As it can be seen, there are some important differences. The parts of the distributions corresponding to the MPI processes (peak at 0 for Sptprime, peak at Pi for Sphi in particular) are completely absent in the mixed sample. This means that the effect of the radiation in events occurred for MPI completely washes out the primary topology. The main consequences are:

  • the mixed sample, even if it contains MPI, tends to look like the sample with radiation included but MPI off;
  • in the mixed sample there is no hope to separate MPI processes from the ones arising from a single-chain diagram, by cutting on the described variables.

What seemed at the beginning to be a good way to separate two different processes, it has shown that it's not applicable in the reality. I tried to go deeply inside this problem, applying further selections on the mixed sample: the main goal is to study if it's possible to isolate the MPI contribution inside it. For this purpose, a very tight selection was applied to the events: I required that two b-jets and two light jets are inside the central region and there are NO jets above 2.5 GeV in the region of |eta| < 6.6 (the measurable pseudorapidity region for CMS). In this way, it's probably possible to keep just the double-chain events without radiation and to remove the ones with an even small emission. Two samples have been generated with this selection: one with only initial radiation on and the other one only with final radiation on (in both MPI are included). Results for Sptprime are shown in the following plots, respectively left and right one:

The selected statistics is of course very low (respectively 11 and 2 events over 9 millions) but some observations can be done: it seems that the initial radiation completely randomizes the variable Sptprime while the applied cuts can be efficient in case of only final radiation. The problem for initial radiation needs to be understood. It could be two-fold:

  • the emitted particles don't create a jet (are they of too low pt?);
  • is the initial radiation really the problem?

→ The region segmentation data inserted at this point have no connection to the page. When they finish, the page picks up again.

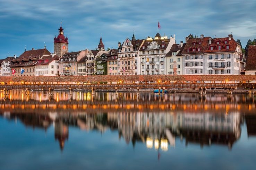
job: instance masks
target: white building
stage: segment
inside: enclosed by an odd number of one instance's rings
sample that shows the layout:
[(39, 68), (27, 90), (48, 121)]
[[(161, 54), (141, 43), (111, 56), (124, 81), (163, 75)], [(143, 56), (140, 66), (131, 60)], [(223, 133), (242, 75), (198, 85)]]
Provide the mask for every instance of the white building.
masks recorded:
[(1, 76), (10, 76), (11, 75), (11, 68), (8, 66), (11, 64), (11, 61), (16, 58), (16, 56), (14, 57), (8, 57), (5, 59), (2, 60), (1, 63), (1, 70), (0, 75)]
[(170, 51), (166, 55), (166, 74), (168, 75), (182, 74), (181, 52), (186, 45), (183, 41), (180, 44), (172, 45)]
[(34, 64), (35, 76), (56, 76), (59, 74), (59, 57), (53, 54), (38, 59)]
[(161, 37), (157, 33), (154, 39), (148, 37), (139, 50), (142, 75), (166, 74), (166, 54), (173, 44), (174, 37)]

The fact is that we were expecting to observe again the peak at 0 and the SPS distribution in the "mixed" sample but it doesn't seem to be the case!!It's quite reasonable because also MPI events are affected by parton shower and so they can't be pure MPIs as before. But still, if we compare the samples before and after switching on the parton shower we see some differences that can be assigned to the contribution of MPI. However, the contribution of MPI is still there and it's not washed out but it's not separated as much as without parton shower. The last check will be the generation of a sample without MPI and a "enriched MPI" sample to check the difference between them and look at the realistic distributions for MPIs. We will use PYTHIA8 because it has a better treatment of the MPIs.

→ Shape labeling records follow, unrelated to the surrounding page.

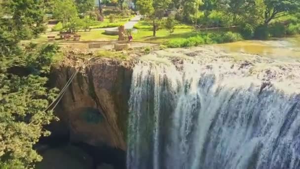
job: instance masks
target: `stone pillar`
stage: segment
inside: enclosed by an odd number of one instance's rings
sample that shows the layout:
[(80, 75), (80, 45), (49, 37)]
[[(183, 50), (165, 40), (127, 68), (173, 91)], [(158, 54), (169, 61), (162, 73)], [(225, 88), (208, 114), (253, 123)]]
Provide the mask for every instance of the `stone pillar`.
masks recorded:
[(125, 27), (121, 26), (119, 27), (119, 41), (125, 41), (126, 40), (126, 35), (125, 35)]

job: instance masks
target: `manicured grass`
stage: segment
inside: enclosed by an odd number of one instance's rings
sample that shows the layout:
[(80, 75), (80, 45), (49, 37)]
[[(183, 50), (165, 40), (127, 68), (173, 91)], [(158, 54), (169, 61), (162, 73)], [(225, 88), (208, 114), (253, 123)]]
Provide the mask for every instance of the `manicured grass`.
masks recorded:
[(153, 37), (152, 30), (139, 29), (137, 33), (133, 34), (133, 38), (135, 42), (160, 43), (167, 42), (171, 39), (188, 38), (192, 35), (190, 29), (176, 29), (171, 34), (167, 30), (163, 29), (156, 31), (156, 36)]
[[(163, 24), (161, 24), (160, 27), (163, 27), (163, 25), (162, 25)], [(151, 24), (150, 21), (140, 21), (139, 22), (135, 24), (133, 27), (134, 28), (141, 29), (152, 29), (153, 28), (153, 26)], [(192, 26), (188, 25), (186, 25), (184, 24), (177, 24), (175, 27), (175, 29), (191, 29)]]
[(113, 28), (117, 27), (125, 24), (126, 22), (130, 20), (131, 18), (124, 19), (116, 19), (113, 22), (110, 22), (109, 18), (104, 18), (103, 22), (95, 21), (92, 26), (90, 27), (91, 29), (104, 28)]
[(102, 41), (102, 40), (116, 40), (117, 35), (107, 35), (104, 34), (104, 30), (91, 30), (90, 32), (78, 32), (80, 35), (81, 41)]
[[(105, 40), (116, 40), (118, 39), (118, 36), (111, 36), (104, 34), (104, 30), (91, 30), (90, 32), (79, 32), (77, 35), (80, 35), (80, 41), (105, 41)], [(30, 41), (23, 41), (22, 43), (33, 42), (35, 43), (46, 42), (48, 41), (48, 36), (55, 36), (58, 39), (59, 37), (57, 35), (58, 33), (50, 33), (43, 34), (39, 36), (38, 38), (31, 40)], [(57, 40), (55, 41), (56, 42), (66, 42), (62, 40)]]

This is quite crucial to understand, because then we can modify the event selection in order to isolate the MPI contribution. I tried to go higher in the centre-of-mass energy because maybe it could happen that the radiation for the hard scattering removes lots of available energy for a secondary interaction, not allowing to create jets over threshold. The idea of going up in energy is to test if the problem of not seeing any effect of MPI events, is just due to the high threshold. Some samples with radiation and MPI on were generated at 14, 28 and 56 TeV. The plot for the variable Sptprime is shown but in any of them there is no evidence of MPI events (no expected peak at 0). The problem does not seem to be due to the loss of energy for the secondary scattering.

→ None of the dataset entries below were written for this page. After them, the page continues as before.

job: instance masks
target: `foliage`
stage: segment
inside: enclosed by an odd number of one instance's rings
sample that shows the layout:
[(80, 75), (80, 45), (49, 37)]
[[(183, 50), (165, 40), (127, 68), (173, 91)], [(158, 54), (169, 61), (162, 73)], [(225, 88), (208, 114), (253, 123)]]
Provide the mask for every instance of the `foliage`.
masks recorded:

Another final observation about the Sptprime observable is related to the fact that the heavy-quark production in Pythia6 (MSUB=81,82) does not include higher-order diagrams: indeed, we know that the b-jet production is mainly due to gluon splitting diagrams. I tried then to include them by setting a more general MinBias production. In these settings, it's much less probable to have an event that passes the selection but the gluon splitting is included and it's possible to look at the effect on Sptprime of these processes.

As you can see, the new shape exhibits a peak around 1. This is probably due to the emission of pairs of collinear jets from a boosted gluon that are strongly unbalanced in pt.

Further studies using PYTHIA8

A more realistic study has been performed using Pythia8; in fact, the suspect is that the distributions seen in the previous samples (especially the one without parton shower to study the contribution of the MPI) are strongly affected by the contribution of the soft radiation. In order to study these effects, it's better to switch from Pythia6 to Pythia8 since the latter has a better description of the MPI and more reliable tools to treat them. The new strategy is not related to the generation of extreme approximations (MPI-on, PS-off and viceversa) but to the analysis of more realistic samples where it's possible to study the contributions of the different processes. The generated samples were:
  • MPI enriched sample: a secondary hard interaction was forced to exchange a transverse momentum higher than 20 GeV and to generate a dijet system
  • MPI ON: the realistic sample where MPI and parton shower are switched on without any changes
  • MPI OFF: the MPI are switched off and all the contriubutions are let to the parton shower
  • MPI suppressed: the secondary hard process is forced not to exchange a transverse momentum above 20 GeV.

For each sample, the contribution of the initial and final state radiation was studied separately by switching them on and off. The parameters used for the generation were: (HARD SCATTERING)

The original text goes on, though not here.